All three use the same durable execution model and public protocol. Cross-language child workflows and activities use registered string types and the shared codec envelope, preserving JSON value shape through the official Avro language packages. The 2.0 Capability Index records exact floors and deliberate gaps such as Rust's current update-authoring and schedule-management boundary.
Does a Python or Rust team need Laravel?
No. The published standalone server 0.2.659 is implemented
in PHP and deployed as infrastructure. Python- or Rust-only application teams
run native SDK workers against its versioned HTTP+JSON protocol; their
application code does not embed Laravel and does not become a Laravel
application.
There are three deployment/control-plane choices:
- Standalone: self-host the published server and connect native SDK workers. See Standalone Server.
- Embedded: install the PHP engine into a Laravel application and reuse its queues, database, configuration, and deployment. This is a differentiated Laravel-native path, not the platform category.
- Durable Workflow Cloud: use the hosted control plane above runtime targets while the runtime continues to own execution, worker polling, schedules, history, and durable visibility. Evaluate only the exact Cloud Control Plane contract.
What exists now, and what remains prerelease?
The current published 2.0 tuple implements deterministic workflows, activities, signals, queries, updates where advertised, timers, retries, timeouts, child workflows, cancellation, termination, side effects and version markers on the SDKs named in the capability index, schedules, namespaces, search attributes, codec interoperability, worker compatibility, typed history and failures, structured diagnostics, and safe operator commands.
The entire 2.0 line remains prerelease even where an individual protocol surface is marked stable. Package versions, SDK coverage, and operating guidance may advance before the 2.0 stable cut. Read the runtime's manifests and the exact compatibility matrix instead of assuming feature parity across SDKs or inferring capability from a top-level version.
Maturity and fit
Durable Workflow 2.0 remains prerelease.
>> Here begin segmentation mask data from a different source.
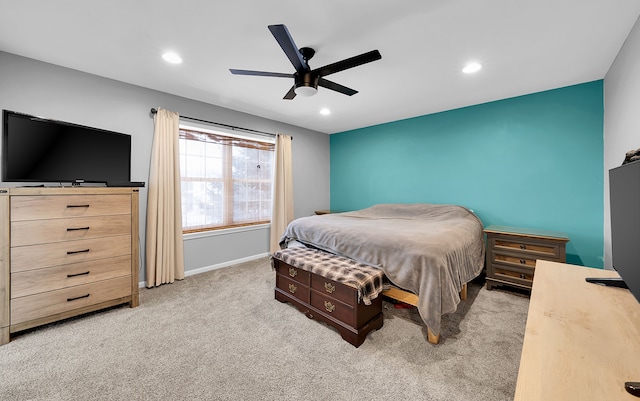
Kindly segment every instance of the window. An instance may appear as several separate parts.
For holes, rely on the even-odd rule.
[[[180,127],[184,233],[271,221],[275,144]]]

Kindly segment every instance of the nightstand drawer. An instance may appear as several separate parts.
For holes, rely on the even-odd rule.
[[[560,257],[560,246],[558,244],[540,241],[494,238],[490,246],[496,251],[511,251],[521,255],[533,255],[535,259],[557,259]]]
[[[531,287],[533,283],[533,269],[515,269],[507,266],[493,266],[493,277],[505,281]]]
[[[502,263],[510,266],[536,267],[536,259],[526,256],[512,256],[501,253],[492,253],[492,263]]]

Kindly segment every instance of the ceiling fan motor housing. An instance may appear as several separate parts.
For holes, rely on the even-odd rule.
[[[295,92],[300,96],[313,96],[318,92],[318,75],[312,74],[310,71],[303,73],[295,73]]]

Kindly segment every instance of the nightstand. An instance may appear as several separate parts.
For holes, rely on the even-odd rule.
[[[531,290],[536,260],[566,261],[569,237],[560,232],[522,227],[489,226],[487,289],[509,285]]]

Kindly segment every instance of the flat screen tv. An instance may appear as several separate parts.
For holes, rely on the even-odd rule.
[[[131,136],[3,110],[2,181],[126,183]]]
[[[640,302],[640,161],[609,170],[613,268]]]

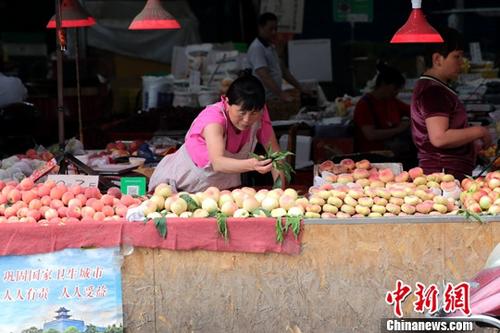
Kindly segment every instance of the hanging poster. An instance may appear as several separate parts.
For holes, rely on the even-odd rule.
[[[278,32],[302,33],[304,0],[262,0],[260,13],[278,16]]]
[[[335,22],[373,22],[373,0],[333,0]]]
[[[0,333],[122,333],[119,248],[0,257]]]

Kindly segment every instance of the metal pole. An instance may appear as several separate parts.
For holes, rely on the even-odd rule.
[[[63,59],[62,51],[65,45],[62,43],[62,23],[61,23],[61,3],[60,0],[55,0],[56,2],[56,61],[57,61],[57,126],[58,126],[58,138],[59,138],[59,148],[64,149],[64,98],[63,98]]]
[[[75,28],[75,62],[76,62],[76,101],[78,106],[78,131],[80,134],[80,142],[83,144],[83,121],[82,121],[82,104],[80,100],[80,50],[78,50],[78,29]]]

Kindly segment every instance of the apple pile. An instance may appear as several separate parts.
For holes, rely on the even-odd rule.
[[[0,181],[0,223],[120,220],[128,208],[140,203],[140,199],[122,195],[118,188],[103,195],[97,188],[66,187],[52,180],[39,184],[30,178],[20,183]]]
[[[473,213],[500,214],[500,171],[486,177],[464,178],[460,194],[462,207]]]

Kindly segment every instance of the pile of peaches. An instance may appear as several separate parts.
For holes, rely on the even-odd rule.
[[[30,178],[20,183],[0,181],[0,223],[120,220],[129,207],[141,202],[139,198],[122,195],[118,188],[101,194],[97,188],[67,187],[52,180],[38,184]]]

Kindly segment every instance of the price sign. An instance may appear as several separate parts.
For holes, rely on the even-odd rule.
[[[55,181],[56,184],[64,184],[66,186],[97,187],[99,185],[99,176],[49,175],[49,179]]]

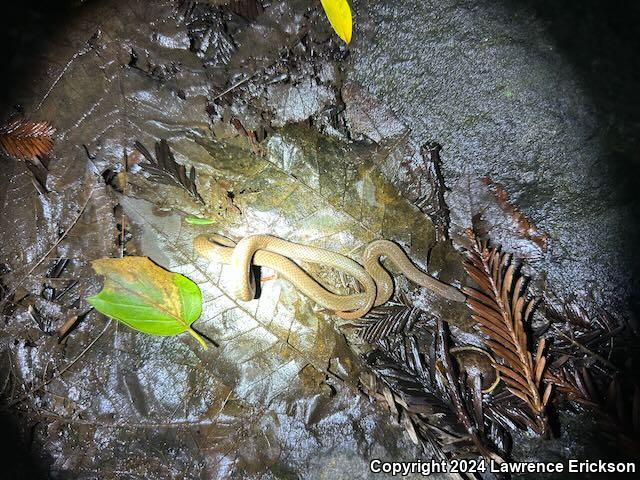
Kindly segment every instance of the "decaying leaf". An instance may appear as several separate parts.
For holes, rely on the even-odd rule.
[[[420,148],[431,191],[428,195],[418,198],[415,204],[433,221],[438,233],[438,240],[446,241],[449,239],[451,218],[449,206],[444,198],[448,189],[442,175],[441,149],[442,147],[435,142],[427,143]]]
[[[33,160],[51,153],[55,131],[49,122],[14,120],[0,127],[0,146],[17,160]]]
[[[224,142],[205,136],[196,139],[203,150],[194,150],[188,142],[176,142],[172,148],[189,155],[203,197],[210,198],[209,188],[216,184],[225,192],[233,185],[238,197],[243,191],[253,192],[251,201],[243,205],[242,218],[190,212],[215,219],[215,229],[222,235],[238,238],[277,231],[297,243],[352,252],[354,258],[375,237],[410,243],[412,252],[422,258],[433,243],[428,219],[375,170],[365,146],[360,149],[327,140],[303,125],[274,131],[264,144],[263,156],[252,155],[251,146],[242,138]],[[205,185],[211,187],[204,190]],[[327,371],[331,359],[357,363],[344,335],[286,280],[265,282],[259,298],[246,305],[236,302],[229,290],[228,268],[194,259],[196,229],[185,225],[184,216],[177,211],[158,216],[154,203],[147,199],[127,196],[121,201],[140,229],[138,234],[161,245],[167,257],[163,264],[201,287],[207,307],[199,324],[204,334],[224,344],[220,352],[224,362],[210,370],[212,375],[228,375],[243,396],[268,399],[280,391],[279,385],[295,384],[297,371],[305,365],[331,376]],[[396,218],[402,221],[390,221]],[[313,273],[336,291],[353,291],[332,271]],[[250,360],[245,361],[247,358]],[[250,374],[229,372],[225,366],[229,364],[242,365],[247,372],[251,369]],[[351,381],[344,372],[341,378]]]
[[[331,26],[346,43],[351,42],[353,20],[347,0],[320,0]]]
[[[189,332],[202,312],[200,288],[187,277],[160,268],[147,257],[101,258],[92,267],[104,276],[102,290],[87,301],[100,313],[151,335]]]
[[[516,271],[511,256],[490,247],[469,231],[471,247],[467,250],[465,269],[478,288],[465,287],[467,305],[480,330],[489,338],[487,346],[503,360],[494,366],[508,390],[520,398],[532,415],[530,426],[541,435],[547,433],[545,407],[551,393],[541,385],[546,367],[544,338],[538,343],[535,359],[528,350],[525,331],[535,300],[527,299],[526,279]]]

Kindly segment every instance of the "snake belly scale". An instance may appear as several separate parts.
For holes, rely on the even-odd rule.
[[[255,281],[251,266],[268,267],[291,282],[304,295],[336,315],[359,318],[372,307],[382,305],[393,296],[393,279],[381,264],[386,258],[412,282],[456,302],[464,302],[465,295],[418,269],[404,251],[389,240],[369,243],[360,265],[356,261],[330,250],[289,242],[271,235],[250,235],[237,244],[220,235],[199,235],[193,241],[194,250],[208,260],[228,264],[232,270],[232,295],[249,301],[255,297]],[[295,260],[295,261],[294,261]],[[362,293],[338,295],[318,283],[296,261],[332,267],[355,278]]]

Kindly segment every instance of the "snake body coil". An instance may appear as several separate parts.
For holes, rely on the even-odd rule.
[[[458,302],[465,296],[457,288],[447,285],[416,268],[402,249],[388,240],[375,240],[367,245],[363,255],[364,268],[339,253],[317,247],[288,242],[270,235],[251,235],[235,244],[215,235],[199,235],[193,242],[195,251],[204,258],[229,264],[233,271],[233,295],[249,301],[255,297],[255,282],[251,265],[268,267],[295,285],[319,305],[333,310],[342,318],[359,318],[373,306],[387,302],[393,295],[393,279],[380,264],[386,257],[412,282]],[[291,259],[335,268],[351,275],[364,292],[337,295],[320,285]]]

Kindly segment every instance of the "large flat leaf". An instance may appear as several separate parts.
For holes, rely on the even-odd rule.
[[[104,286],[87,301],[100,313],[150,335],[188,332],[207,348],[191,328],[202,312],[202,294],[187,277],[147,257],[102,258],[92,266]]]
[[[211,176],[232,184],[241,216],[220,218],[213,226],[185,225],[178,213],[154,213],[154,204],[164,195],[159,191],[146,192],[144,199],[123,198],[122,204],[141,232],[145,252],[202,288],[200,325],[222,346],[217,363],[233,362],[242,369],[238,375],[214,365],[216,374],[235,382],[243,398],[268,400],[292,380],[296,368],[311,364],[327,371],[336,355],[346,354],[351,361],[334,329],[336,319],[285,281],[263,283],[258,300],[236,301],[228,268],[194,258],[194,236],[206,231],[236,238],[271,233],[355,259],[371,240],[389,238],[424,260],[434,243],[434,229],[377,170],[379,158],[365,145],[327,139],[306,127],[276,132],[265,145],[264,157],[256,157],[242,138],[213,141],[203,136],[197,141],[200,145],[177,139],[172,148],[191,159],[203,181]],[[335,272],[314,273],[337,289],[352,287]],[[428,298],[428,308],[445,303]],[[455,320],[454,315],[448,318]]]

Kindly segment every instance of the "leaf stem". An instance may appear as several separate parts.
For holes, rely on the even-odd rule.
[[[202,345],[202,348],[204,348],[205,350],[209,349],[209,347],[207,347],[207,344],[205,343],[204,339],[200,335],[198,335],[193,328],[187,328],[187,332],[189,332],[189,335],[191,335],[193,338],[195,338],[198,341],[198,343],[200,345]]]

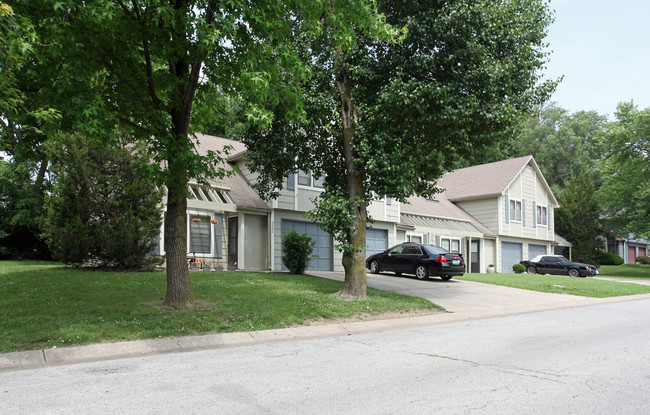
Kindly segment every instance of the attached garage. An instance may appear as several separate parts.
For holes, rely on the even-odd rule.
[[[533,259],[537,255],[546,255],[546,245],[528,245],[528,259]]]
[[[366,230],[366,258],[388,249],[388,231],[385,229]]]
[[[523,260],[522,244],[514,242],[501,243],[501,272],[513,273],[512,266]]]
[[[318,258],[314,259],[309,266],[310,271],[332,271],[334,270],[334,250],[332,248],[332,236],[322,230],[320,226],[312,222],[302,222],[295,220],[282,221],[282,236],[291,231],[303,233],[311,236],[316,242],[314,247],[314,255]],[[282,264],[282,269],[287,268]]]

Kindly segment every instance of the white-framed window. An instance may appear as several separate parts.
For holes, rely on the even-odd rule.
[[[548,225],[548,210],[546,206],[537,206],[537,224],[542,226]]]
[[[521,200],[510,199],[510,220],[521,222]]]
[[[407,242],[413,242],[416,244],[421,244],[422,243],[422,235],[406,235],[406,241]]]
[[[311,186],[311,173],[298,170],[298,184],[302,186]]]
[[[440,238],[440,247],[447,252],[460,252],[460,239]]]
[[[190,214],[189,252],[196,254],[212,253],[211,230],[209,215]]]
[[[315,178],[311,173],[298,170],[298,184],[300,186],[316,187],[322,189],[325,187],[325,177]]]

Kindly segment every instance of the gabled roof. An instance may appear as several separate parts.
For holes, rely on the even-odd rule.
[[[498,196],[530,165],[540,178],[555,205],[557,199],[546,182],[533,156],[518,157],[479,166],[466,167],[446,173],[438,181],[438,187],[445,189],[444,197],[451,201],[481,199]]]
[[[196,137],[196,151],[200,155],[207,155],[208,151],[221,152],[221,159],[215,160],[216,163],[221,163],[221,167],[227,171],[233,171],[232,166],[227,162],[230,155],[242,153],[246,150],[243,143],[227,138],[220,138],[205,134],[195,134]],[[228,154],[225,154],[224,148],[230,146]],[[209,179],[208,182],[217,187],[224,187],[229,189],[229,194],[238,207],[253,208],[270,210],[268,203],[259,197],[257,192],[250,186],[248,180],[239,171],[235,171],[233,175],[226,176],[223,179],[215,178]]]

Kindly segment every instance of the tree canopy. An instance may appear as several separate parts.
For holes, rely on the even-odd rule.
[[[624,102],[615,117],[603,144],[601,206],[610,228],[650,239],[650,108]]]
[[[303,49],[313,74],[303,85],[306,123],[276,109],[271,128],[245,139],[267,197],[289,172],[325,177],[312,218],[343,250],[344,297],[365,296],[372,200],[436,192],[445,171],[503,139],[554,88],[538,82],[551,21],[545,2],[378,4],[380,19],[406,35],[360,26],[340,44],[324,19],[325,35]]]

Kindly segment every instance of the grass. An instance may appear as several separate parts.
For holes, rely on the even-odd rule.
[[[643,278],[650,279],[650,265],[624,264],[601,265],[601,277]]]
[[[162,272],[112,273],[48,262],[0,261],[0,352],[88,343],[277,329],[362,314],[442,310],[368,288],[342,301],[341,283],[288,274],[191,273],[197,309],[162,306]]]
[[[583,297],[619,297],[650,293],[650,286],[603,281],[592,278],[573,278],[565,275],[540,274],[465,274],[459,280],[503,285],[524,290]]]

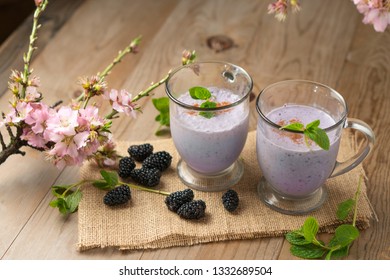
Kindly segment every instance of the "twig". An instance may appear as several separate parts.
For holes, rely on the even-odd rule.
[[[38,24],[39,17],[41,16],[41,13],[46,9],[48,1],[44,0],[42,1],[41,4],[37,6],[34,12],[34,18],[33,18],[33,27],[31,30],[31,35],[30,35],[30,42],[28,45],[28,51],[27,54],[23,55],[23,60],[24,60],[24,71],[23,71],[23,80],[22,80],[22,92],[20,93],[20,98],[23,99],[26,97],[26,88],[28,85],[28,77],[30,75],[30,62],[32,58],[32,54],[36,47],[34,46],[35,41],[37,40],[37,32],[38,29],[41,27],[40,24]]]
[[[7,146],[5,145],[3,134],[1,134],[1,131],[0,131],[0,143],[1,143],[1,149],[5,150]]]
It should not be selected on an assumption of broad operational maturity, ecosystem depth, or long production history beyond the exact evidence published in the current docs, manifests, and compatibility material.
Durable Workflow 2.0 is compelling where agent operability, self-hosting, a broadly approachable HTTP+JSON public protocol, standalone/embedded/hosted control-plane flexibility, or a legible PHP core are deciding factors. The comparison is about fit and maturity, not whether both products implement replay-based durable execution.
Who should choose it?
Choose Durable Workflow 2.0 for evaluation when:
- autonomous or human operators need structured discovery, typed diagnostics, safe mutations, and post-change verification;
- Python, Rust, and PHP workflow/application code should share one durable execution model and codec contract;
- self-hosting or choosing among standalone, Laravel-embedded, and the exact current Cloud control-plane contract is valuable;
- the team accepts prerelease adoption and can validate its required capability floors against the published tuple.
Do not choose it yet when:
- the team requires stable 2.0 rather than a prerelease;
- it needs an SDK feature the capability index marks unavailable for its chosen language;
- it requires a longer production history, broader ecosystem breadth, or more accumulated production evidence than the current release provides;
- it requires managed capabilities, regions, SLAs, certifications, private connectivity, worker/runtime ownership, or other guarantees beyond the exact current Durable Workflow Cloud contract.